Prices are increasing at $3 \%$ per year. The following statement is incorrect. Provide the correct formula below for the percentage increase in prices over a decade. Prices change by $10 \cdot 3 \%=30 \%$ over a decade. NOTE: Enter the exact answer. The correct formula is $\%$.

Step 1 ：Given that prices are increasing at a rate of 3% per year, we are asked to find the percentage increase in prices over a decade.

Step 2 ：The initial statement suggests that the price change over a decade is simply 10 times the annual increase, which would be $10 \cdot 3 \% = 30 \%$. However, this is incorrect because it does not account for the compounding effect of the annual increases.

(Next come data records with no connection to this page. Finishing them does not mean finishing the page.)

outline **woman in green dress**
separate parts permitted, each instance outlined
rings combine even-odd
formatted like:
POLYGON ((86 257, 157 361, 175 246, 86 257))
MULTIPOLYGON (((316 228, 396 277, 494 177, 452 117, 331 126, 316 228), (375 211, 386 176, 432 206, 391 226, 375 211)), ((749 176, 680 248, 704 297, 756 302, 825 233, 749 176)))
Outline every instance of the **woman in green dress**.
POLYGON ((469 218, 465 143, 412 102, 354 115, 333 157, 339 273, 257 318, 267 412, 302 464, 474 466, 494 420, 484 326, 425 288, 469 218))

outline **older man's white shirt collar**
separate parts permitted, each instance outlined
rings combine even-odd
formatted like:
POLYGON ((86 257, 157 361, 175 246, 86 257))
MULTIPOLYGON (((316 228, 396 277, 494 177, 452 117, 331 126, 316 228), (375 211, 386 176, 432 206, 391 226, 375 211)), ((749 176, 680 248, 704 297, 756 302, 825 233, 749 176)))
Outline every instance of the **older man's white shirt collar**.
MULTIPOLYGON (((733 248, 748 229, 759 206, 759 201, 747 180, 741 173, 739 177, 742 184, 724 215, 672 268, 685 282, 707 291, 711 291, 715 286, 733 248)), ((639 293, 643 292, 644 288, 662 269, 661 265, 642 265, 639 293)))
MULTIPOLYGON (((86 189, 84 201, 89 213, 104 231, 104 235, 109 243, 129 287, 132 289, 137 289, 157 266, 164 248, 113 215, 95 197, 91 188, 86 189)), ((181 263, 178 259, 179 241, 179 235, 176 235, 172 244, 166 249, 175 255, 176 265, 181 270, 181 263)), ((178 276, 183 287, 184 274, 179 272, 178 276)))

Step 3 ：The correct formula to calculate the percentage increase over a decade is \((1 + r)^t - 1\), where \(r\) is the annual increase rate and \(t\) is the time in years.

Step 4 ：Substituting the given values, \(r = 0.03\) and \(t = 10\), into the formula, we get \((1 + 0.03)^{10} - 1\).

Step 5 ：Calculating the above expression, we find that the percentage increase in prices over a decade is approximately 34.39%.

Step 6 ：Final Answer: The correct formula for the percentage increase in prices over a decade is \(\boxed{34.39 \%}\).